Published: May 11th, 2004
Genres: YA, Contemporary, Realistic Fiction
My Rating: 4 Stars
A long, hot summer…
That’s what Macy has to look forward to while her boyfriend, Jason, is away at Brain Camp. Days will be spent at a boring job in the library, evenings will be filled with vocabulary drills for the SATs, and spare time will be passed with her mother, the two of them sharing a silent grief at the traumatic loss of Macy’s father.
But sometimes, unexpected things can happen—things such as the catering job at Wish, with its fun-loving, chaotic crew. Or her sister’s project of renovating the neglected beach house, awakening long-buried memories. Things such as meeting Wes, a boy with a past, a taste for Truth-telling, and an amazing artistic talent, the kind of boy who could turn any girl’s world upside down. As Macy ventures out of her shell, she begins to question her sheltered life.
Is it really always better to be safe than sorry?
The Truth About Forever hit me like a ton of bricks. Immediately after a few pages, Macy and I had so much in common. I felt like someone slapped me hard across the face. I wanted to stop reading altogether, simply because too many memories came rushing back and I didn’t want to deal with them while I was already feeling weighted down. I relived that Sunday morning of September 2nd, 2012 and I couldn’t get it out of my head. Suddenly Macy’s grief became my own. Losing her father suddenly of a heart attack is something I’m all too familiar with. I saw myself in Macy throughout this entire book.

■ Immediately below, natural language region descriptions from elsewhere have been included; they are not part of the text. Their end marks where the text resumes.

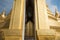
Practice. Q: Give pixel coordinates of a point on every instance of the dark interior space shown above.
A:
(29, 19)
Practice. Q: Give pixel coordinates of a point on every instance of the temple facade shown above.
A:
(31, 20)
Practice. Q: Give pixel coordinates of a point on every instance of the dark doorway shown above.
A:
(29, 21)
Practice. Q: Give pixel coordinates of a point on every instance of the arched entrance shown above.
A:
(29, 20)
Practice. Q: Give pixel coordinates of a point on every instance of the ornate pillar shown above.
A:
(41, 21)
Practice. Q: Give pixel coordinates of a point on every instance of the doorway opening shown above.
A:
(29, 20)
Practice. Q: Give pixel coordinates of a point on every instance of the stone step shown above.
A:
(12, 34)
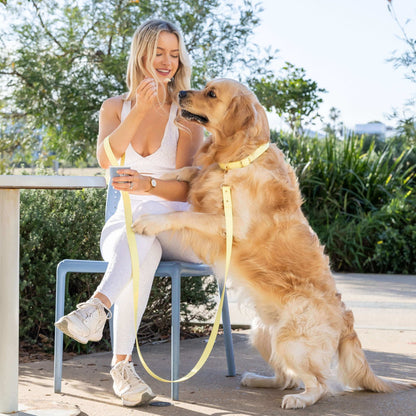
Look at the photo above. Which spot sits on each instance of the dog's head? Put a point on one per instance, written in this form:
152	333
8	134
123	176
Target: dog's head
225	107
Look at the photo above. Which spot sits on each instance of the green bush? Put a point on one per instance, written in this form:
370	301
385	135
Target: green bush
56	225
358	199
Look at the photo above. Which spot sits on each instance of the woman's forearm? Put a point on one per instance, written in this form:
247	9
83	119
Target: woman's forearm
119	138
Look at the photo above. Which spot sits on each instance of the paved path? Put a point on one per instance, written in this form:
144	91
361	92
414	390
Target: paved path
385	311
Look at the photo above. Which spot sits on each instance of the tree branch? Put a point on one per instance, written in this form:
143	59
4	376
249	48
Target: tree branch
44	26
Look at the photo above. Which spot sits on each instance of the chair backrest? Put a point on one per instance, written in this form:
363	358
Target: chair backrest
113	196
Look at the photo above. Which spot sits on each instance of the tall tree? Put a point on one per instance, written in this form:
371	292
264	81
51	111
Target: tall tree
292	96
60	59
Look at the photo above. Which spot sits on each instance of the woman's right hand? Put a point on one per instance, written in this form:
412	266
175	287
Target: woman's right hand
146	95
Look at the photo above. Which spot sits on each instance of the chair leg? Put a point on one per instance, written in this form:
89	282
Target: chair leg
228	338
59	312
175	331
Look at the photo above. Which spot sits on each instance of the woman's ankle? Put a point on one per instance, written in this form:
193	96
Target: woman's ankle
104	299
119	357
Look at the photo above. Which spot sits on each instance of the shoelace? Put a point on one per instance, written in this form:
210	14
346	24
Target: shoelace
84	312
128	374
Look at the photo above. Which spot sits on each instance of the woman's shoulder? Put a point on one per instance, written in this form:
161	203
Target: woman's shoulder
114	103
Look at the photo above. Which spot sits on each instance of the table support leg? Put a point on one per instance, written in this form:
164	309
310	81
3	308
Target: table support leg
9	299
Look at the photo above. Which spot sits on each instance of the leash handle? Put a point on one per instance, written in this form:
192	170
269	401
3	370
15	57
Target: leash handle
136	271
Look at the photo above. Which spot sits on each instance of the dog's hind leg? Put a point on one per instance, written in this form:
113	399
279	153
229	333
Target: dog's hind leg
261	338
307	348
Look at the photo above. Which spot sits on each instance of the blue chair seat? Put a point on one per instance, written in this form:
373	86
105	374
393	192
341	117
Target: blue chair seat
173	269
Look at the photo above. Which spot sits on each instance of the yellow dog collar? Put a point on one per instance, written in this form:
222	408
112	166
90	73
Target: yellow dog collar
247	160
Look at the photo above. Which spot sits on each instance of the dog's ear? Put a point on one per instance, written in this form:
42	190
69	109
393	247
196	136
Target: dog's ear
240	115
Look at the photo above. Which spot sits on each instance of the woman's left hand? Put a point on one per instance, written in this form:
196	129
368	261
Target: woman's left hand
131	181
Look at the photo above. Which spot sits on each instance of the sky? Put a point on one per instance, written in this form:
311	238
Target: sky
343	45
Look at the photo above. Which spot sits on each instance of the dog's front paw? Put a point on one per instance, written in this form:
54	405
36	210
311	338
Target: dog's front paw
149	225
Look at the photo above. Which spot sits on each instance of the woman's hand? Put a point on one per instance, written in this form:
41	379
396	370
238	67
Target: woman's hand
131	181
146	95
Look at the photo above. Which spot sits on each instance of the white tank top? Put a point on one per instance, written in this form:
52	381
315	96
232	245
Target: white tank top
164	158
156	164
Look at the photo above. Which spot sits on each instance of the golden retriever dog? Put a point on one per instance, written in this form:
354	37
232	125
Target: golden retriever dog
302	328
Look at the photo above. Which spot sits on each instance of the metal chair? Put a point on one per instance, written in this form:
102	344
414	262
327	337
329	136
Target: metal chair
173	269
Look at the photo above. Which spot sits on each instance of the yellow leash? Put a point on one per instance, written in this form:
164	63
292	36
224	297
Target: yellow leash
135	269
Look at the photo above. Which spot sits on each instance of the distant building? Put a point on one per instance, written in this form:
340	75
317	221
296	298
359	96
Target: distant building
375	129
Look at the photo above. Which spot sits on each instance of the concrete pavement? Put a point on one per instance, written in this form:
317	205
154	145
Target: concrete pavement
385	312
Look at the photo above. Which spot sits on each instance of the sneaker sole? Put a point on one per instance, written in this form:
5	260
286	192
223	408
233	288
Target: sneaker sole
146	398
62	325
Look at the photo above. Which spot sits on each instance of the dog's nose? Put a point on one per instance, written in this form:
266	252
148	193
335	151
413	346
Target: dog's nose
182	94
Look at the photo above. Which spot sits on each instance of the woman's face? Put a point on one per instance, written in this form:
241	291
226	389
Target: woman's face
166	61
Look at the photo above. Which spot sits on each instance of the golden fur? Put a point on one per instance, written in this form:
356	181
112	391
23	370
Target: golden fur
302	326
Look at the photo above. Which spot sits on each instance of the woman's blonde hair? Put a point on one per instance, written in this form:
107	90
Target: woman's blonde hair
143	52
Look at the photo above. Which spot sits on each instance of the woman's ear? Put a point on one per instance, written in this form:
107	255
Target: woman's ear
240	115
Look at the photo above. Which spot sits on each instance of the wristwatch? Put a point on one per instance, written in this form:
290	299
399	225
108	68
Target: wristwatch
153	183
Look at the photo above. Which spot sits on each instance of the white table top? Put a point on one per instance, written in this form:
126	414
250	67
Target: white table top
50	182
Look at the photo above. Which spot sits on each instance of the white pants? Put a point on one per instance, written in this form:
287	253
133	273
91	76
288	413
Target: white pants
117	284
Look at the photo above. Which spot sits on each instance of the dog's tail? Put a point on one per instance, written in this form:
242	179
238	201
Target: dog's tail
354	370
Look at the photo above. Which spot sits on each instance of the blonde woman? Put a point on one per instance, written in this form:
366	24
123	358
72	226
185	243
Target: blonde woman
141	125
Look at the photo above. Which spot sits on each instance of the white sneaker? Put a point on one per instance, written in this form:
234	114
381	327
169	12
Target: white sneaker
127	385
86	323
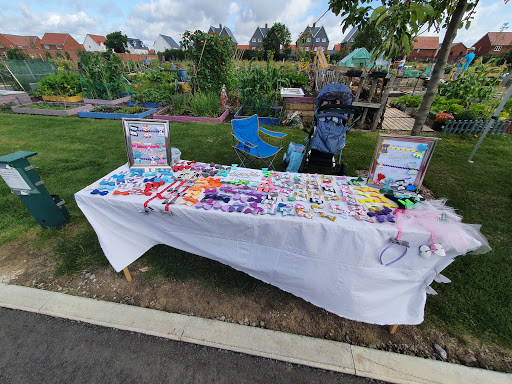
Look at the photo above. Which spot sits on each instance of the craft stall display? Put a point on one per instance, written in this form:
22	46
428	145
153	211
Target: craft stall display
363	252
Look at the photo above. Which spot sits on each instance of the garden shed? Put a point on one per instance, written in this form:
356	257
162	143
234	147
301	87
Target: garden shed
359	58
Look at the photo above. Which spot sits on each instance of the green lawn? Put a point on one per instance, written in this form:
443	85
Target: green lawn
74	152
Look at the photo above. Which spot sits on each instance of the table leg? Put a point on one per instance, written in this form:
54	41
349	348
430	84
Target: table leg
127	274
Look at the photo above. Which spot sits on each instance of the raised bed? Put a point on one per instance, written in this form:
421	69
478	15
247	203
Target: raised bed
261	120
107	102
16	97
147	105
109	115
305	105
26	109
69	99
160	115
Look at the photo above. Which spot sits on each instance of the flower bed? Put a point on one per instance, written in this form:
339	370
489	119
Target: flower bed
147	105
109	112
107	102
51	109
161	115
64	99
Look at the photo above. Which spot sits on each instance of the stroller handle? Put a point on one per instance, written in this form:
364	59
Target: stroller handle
340	109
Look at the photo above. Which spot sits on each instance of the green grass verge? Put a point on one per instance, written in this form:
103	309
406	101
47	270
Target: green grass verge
74	152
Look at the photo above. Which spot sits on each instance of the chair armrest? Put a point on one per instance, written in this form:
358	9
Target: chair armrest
272	133
246	143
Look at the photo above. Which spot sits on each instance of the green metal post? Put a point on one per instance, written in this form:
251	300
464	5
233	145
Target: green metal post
48	210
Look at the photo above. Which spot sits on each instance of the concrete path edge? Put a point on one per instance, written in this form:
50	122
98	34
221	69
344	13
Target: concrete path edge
317	353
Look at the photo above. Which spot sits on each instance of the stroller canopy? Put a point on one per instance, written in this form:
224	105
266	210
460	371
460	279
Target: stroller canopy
330	133
335	91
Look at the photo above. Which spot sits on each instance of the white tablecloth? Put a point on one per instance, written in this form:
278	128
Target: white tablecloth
334	265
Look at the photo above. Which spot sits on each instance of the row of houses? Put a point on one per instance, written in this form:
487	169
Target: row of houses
311	39
65	42
427	47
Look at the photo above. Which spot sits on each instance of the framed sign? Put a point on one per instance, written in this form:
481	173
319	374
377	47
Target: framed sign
400	162
148	143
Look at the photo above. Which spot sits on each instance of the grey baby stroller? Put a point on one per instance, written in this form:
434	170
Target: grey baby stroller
327	136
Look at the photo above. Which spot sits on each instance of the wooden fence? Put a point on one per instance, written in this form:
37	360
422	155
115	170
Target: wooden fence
476	127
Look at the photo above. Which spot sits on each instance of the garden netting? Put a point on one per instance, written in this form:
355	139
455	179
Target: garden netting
28	73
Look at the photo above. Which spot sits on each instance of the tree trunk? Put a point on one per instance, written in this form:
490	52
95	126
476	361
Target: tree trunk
437	73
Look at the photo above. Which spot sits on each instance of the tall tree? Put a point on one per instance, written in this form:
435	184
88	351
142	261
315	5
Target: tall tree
277	35
117	42
400	21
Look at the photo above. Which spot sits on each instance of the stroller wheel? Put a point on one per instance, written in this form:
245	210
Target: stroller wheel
343	169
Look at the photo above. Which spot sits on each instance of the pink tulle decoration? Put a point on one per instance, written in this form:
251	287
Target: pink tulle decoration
444	225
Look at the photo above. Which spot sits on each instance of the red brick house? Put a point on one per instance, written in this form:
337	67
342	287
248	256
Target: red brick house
457	52
493	42
14	41
60	42
424	47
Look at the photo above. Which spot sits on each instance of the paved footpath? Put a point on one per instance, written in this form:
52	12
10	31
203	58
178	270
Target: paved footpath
137	345
43	349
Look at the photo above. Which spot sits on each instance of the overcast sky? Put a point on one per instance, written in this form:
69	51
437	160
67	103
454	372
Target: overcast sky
147	19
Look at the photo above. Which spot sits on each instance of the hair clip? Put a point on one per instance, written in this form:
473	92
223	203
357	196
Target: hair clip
98	192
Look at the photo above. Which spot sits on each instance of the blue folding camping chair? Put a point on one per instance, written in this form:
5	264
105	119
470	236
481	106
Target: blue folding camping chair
250	147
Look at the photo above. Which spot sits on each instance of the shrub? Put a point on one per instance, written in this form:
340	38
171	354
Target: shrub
60	84
205	105
212	56
100	75
180	104
258	85
173	54
162	95
407	101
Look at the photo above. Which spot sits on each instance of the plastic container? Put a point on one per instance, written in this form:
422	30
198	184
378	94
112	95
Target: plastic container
175	153
182	75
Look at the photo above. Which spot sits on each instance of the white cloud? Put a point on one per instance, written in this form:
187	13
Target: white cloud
30	23
173	17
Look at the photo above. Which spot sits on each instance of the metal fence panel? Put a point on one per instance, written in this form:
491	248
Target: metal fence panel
476	126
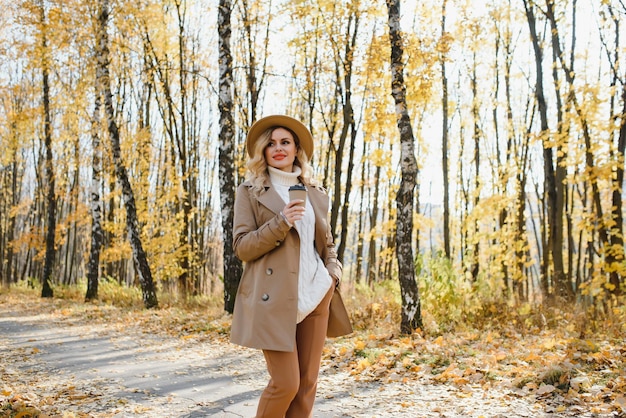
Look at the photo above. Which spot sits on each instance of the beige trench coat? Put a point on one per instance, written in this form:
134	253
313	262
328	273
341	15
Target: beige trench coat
266	304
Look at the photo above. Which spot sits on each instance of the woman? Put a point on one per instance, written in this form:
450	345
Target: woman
291	266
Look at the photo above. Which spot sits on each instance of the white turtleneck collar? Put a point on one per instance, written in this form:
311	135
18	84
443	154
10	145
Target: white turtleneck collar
284	178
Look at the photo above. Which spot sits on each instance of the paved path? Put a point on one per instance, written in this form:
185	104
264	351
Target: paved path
101	370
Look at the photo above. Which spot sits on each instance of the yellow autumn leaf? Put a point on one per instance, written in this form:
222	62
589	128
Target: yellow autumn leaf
363	364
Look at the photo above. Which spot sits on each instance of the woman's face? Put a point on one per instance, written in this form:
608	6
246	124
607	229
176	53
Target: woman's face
281	151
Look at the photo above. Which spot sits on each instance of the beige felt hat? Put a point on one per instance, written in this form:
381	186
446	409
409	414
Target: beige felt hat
294	125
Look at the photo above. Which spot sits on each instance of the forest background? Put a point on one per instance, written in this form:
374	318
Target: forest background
131	124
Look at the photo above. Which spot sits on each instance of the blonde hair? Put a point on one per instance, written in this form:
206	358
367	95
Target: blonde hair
257	165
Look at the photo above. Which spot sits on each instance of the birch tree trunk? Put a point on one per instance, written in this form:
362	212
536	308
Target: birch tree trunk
550	187
132	224
46	290
97	234
232	265
411	309
444	141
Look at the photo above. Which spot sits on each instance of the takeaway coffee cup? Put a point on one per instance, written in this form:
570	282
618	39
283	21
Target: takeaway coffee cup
298	191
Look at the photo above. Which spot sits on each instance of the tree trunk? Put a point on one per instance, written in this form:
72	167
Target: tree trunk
132	224
444	142
97	235
232	265
411	309
46	290
550	182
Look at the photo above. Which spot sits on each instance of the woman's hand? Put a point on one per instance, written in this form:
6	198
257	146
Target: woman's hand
293	211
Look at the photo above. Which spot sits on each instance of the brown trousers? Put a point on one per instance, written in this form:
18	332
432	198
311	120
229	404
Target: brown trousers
291	390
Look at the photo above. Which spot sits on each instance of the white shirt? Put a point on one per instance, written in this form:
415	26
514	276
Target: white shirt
313	278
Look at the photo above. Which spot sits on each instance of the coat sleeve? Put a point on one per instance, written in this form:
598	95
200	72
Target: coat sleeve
333	265
250	240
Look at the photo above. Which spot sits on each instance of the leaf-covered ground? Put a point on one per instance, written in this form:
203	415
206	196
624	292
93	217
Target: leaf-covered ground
511	370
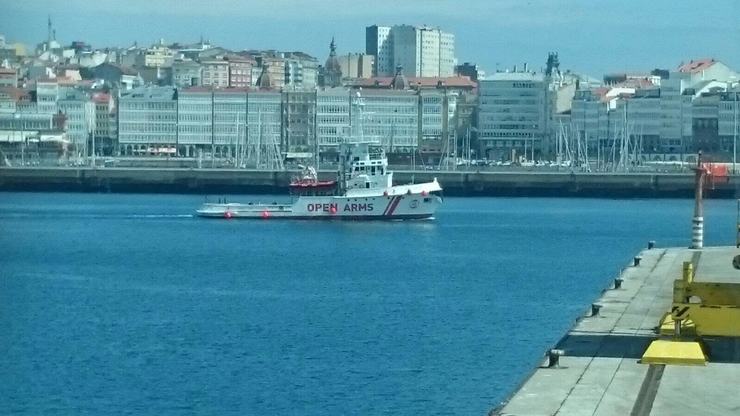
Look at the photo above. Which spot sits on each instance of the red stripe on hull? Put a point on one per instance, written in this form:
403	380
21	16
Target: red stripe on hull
394	205
339	217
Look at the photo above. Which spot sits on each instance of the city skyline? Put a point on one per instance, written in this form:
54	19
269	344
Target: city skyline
621	37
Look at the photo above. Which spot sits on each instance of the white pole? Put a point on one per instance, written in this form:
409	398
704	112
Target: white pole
734	136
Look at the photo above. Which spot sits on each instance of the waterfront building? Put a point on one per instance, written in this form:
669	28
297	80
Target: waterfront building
105	123
79	110
264	119
678	113
422	51
215	73
405	122
186	73
147	121
332	117
299	121
194	120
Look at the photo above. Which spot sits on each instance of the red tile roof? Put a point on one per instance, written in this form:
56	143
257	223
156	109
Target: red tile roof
17	94
425	82
101	97
696	66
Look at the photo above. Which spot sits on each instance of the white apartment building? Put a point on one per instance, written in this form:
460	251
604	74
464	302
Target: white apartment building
194	120
79	109
513	113
264	119
147	120
728	116
421	51
671	117
389	116
332	117
221	121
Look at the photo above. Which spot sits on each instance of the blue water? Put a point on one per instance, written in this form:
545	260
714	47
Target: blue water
126	304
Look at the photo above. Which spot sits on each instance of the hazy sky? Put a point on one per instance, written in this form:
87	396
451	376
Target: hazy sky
591	36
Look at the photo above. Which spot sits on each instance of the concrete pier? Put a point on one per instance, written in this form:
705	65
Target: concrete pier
599	370
462	183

Macy has made it her mission to smile through the pain, and pretend that everything is perfect in her life. She’s the dutiful daughter, and perfect girlfriend. Or so she thought. As her boyfriend Jason sets off to Brain Camp for the summer, Macy takes up his job at the library while he’s away. Even though she knows that she is not wanted at the library with two of her coworkers – also Jason’s close friends, she goes in everyday and sits while the two “perfect and smart” girls treat her as if she’s not good enough. They giggle and whisper behind her back, and just outright looks down on her. When she’s home helping her mother host a get-together, she meets some interesting people. And soon, Macy finds herself among these people, with a second job catering. She makes friends, starts hanging out with them and sharing things about herself that she’s never done before. All the while, she is hurting for her father, and her mother just can’t find it in herself to slow down with work and properly grieve for her husband. And suddenly, Jason wants to take a break from their relationship. All because she said “I Love You” in an email.
My heart hurt for Macy. Her struggle was real, and her mother sure didn’t help matters. Always dictating Macy’s priorities, and not wanting her to hang out with her new friends. Her friendship with Wes was real and honest, and I loved them being together. They clearly felt what was happening between them, but avoided it like the plague. Wes is a very talented artist, with a record all because of a stupid decision he made years earlier. Of course, as soon as Macy’s mom overhears this, she grounds Macy and forbids her to see any of her friends. Her inability to face reality kind of pissed me off, but everyone has their way of dealing with the death of a loved one. I just don’t like the way she expected Macy to go along with her. Thank God for Caroline, Macy’s older sister. I really admired her for making her mother see the light. My only complaint about this book is the fact that Macy was irritating at the end when she lied when Wes asked her a “truth” question. I felt so bad for him because he was ready to lay it all out. It wrapped up nicely, but I wish that she had given Jason a piece of her mind when he showed up wanting to talk about everything. He’s all “lets make a list of what we want out of our relationship”. Why are all smart guys dumb when it comes to these type of things? God, he got on my nerves.
Overall, I really enjoyed this book. Sarah Dessen has definitely made me a fan, and I plan to read all of her books before the year is out. Another great summery read that I recommend to anyone who enjoys realistic fiction. It’s sad in a lot of ways, but it’s also very hopeful and sweet. Recommended!